3. Así Te contemplaba en el Santuario, para ver Tu poderío y Tu gloria.
4. Porque Tu bondad es mejor que la vida; mis labios Te alabarán.
5. Así Te bendeciré mientras viva, en Tu Nombre alzaré las palmas de mis manos.
6. Como con meollo y enjundia, estará saciada mi alma. Y con labios jubilosos Te alabará mi boca.
7. Cuando me acuerdo de Ti en mi lecho, y en las vigilias medito sobre Ti.
8. Porque has sido una ayuda para mí; y a la sombra de Tus alas cantaré.

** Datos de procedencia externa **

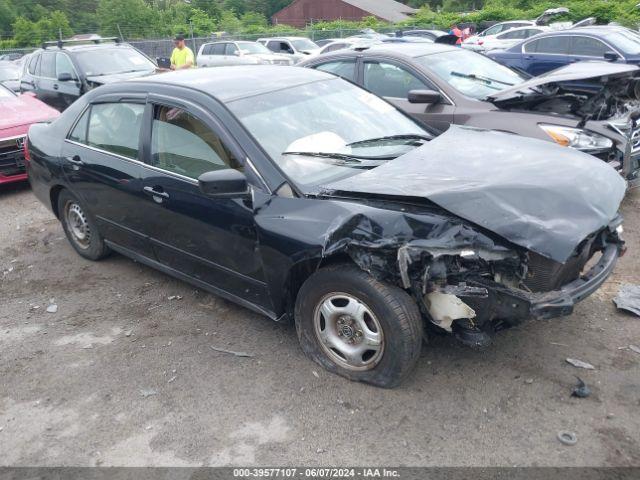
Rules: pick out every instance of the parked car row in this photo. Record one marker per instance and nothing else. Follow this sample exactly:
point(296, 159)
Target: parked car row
point(358, 195)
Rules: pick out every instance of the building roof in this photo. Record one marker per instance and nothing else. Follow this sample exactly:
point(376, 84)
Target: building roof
point(386, 9)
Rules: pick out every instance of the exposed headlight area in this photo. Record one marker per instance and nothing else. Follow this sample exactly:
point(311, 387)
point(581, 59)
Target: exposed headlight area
point(577, 138)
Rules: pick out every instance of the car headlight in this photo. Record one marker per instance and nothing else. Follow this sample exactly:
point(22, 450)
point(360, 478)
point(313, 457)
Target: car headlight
point(577, 138)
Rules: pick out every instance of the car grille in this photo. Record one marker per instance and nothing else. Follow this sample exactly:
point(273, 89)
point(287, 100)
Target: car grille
point(12, 156)
point(546, 275)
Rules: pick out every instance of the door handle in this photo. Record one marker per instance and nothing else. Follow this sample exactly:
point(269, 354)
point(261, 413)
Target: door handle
point(156, 193)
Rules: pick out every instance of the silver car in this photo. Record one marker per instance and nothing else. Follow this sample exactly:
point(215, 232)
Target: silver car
point(219, 54)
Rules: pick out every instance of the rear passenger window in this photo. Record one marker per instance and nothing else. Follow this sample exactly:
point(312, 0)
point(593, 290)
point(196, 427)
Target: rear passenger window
point(557, 45)
point(48, 65)
point(33, 63)
point(588, 47)
point(183, 144)
point(115, 128)
point(345, 69)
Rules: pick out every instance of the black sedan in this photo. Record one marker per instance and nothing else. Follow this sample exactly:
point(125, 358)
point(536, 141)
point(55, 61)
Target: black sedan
point(301, 196)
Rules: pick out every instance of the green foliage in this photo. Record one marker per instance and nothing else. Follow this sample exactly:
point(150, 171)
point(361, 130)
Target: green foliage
point(29, 22)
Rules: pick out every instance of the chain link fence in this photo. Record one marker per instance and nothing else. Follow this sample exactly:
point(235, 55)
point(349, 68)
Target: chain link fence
point(163, 47)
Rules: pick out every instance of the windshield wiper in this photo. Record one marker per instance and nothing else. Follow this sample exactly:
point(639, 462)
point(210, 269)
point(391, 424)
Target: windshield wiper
point(406, 136)
point(487, 80)
point(342, 157)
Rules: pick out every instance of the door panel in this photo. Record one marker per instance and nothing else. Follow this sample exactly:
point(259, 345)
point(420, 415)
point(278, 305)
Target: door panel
point(213, 240)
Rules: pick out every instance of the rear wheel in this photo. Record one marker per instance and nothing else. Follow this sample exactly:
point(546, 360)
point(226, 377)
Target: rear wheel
point(80, 227)
point(358, 327)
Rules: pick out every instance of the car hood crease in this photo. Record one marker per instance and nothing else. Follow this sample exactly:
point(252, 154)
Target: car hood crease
point(535, 194)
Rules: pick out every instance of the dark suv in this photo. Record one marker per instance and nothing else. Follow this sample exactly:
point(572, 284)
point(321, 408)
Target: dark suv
point(60, 72)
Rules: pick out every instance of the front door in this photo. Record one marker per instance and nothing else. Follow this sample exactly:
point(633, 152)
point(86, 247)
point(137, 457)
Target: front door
point(102, 167)
point(212, 240)
point(394, 82)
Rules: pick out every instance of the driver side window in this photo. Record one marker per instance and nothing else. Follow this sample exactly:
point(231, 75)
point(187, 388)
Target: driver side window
point(183, 144)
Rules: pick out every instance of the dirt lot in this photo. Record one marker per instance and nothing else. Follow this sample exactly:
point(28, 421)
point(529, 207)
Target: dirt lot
point(123, 374)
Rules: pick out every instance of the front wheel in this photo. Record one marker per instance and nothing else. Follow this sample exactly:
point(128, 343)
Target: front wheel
point(358, 327)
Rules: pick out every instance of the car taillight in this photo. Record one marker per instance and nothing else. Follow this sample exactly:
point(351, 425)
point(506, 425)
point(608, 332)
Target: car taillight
point(25, 146)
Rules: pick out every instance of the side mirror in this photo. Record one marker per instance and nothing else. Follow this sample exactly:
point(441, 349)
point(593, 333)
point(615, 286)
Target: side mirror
point(611, 56)
point(226, 183)
point(424, 96)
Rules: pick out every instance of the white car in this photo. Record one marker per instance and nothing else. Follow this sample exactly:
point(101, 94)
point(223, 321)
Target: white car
point(342, 44)
point(474, 42)
point(297, 48)
point(218, 54)
point(509, 38)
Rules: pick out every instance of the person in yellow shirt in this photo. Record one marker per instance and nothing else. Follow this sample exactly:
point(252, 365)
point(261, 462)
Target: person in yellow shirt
point(182, 56)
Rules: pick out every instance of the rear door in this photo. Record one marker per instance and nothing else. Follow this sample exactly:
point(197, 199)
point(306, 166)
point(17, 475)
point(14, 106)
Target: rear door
point(394, 81)
point(544, 54)
point(102, 166)
point(211, 240)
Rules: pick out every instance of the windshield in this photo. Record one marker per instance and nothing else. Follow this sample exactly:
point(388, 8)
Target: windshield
point(470, 73)
point(251, 47)
point(625, 40)
point(327, 117)
point(9, 72)
point(304, 44)
point(113, 60)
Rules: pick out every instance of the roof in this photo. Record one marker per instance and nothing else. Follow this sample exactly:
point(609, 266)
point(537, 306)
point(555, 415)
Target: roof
point(386, 9)
point(411, 50)
point(232, 83)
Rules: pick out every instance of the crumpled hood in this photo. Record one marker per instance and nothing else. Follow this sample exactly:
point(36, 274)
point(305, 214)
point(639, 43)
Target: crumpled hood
point(535, 194)
point(609, 72)
point(117, 77)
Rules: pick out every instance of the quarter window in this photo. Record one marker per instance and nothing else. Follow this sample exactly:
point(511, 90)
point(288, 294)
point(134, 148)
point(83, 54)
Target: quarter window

9. Mi alma se adhiere detrás de Ti; me sostiene Tu diestra.
10. Pero aquellos que buscan destruir mi alma irán a lo más bajo de la tierra.
11. Serán arrastrados por medio de la espada; serán ración de chacales.
12. Pero el rey se alegrará en Dios. Se gloriará todo el que jure por Él, porque será ocluida la boca de los que dicen mentira.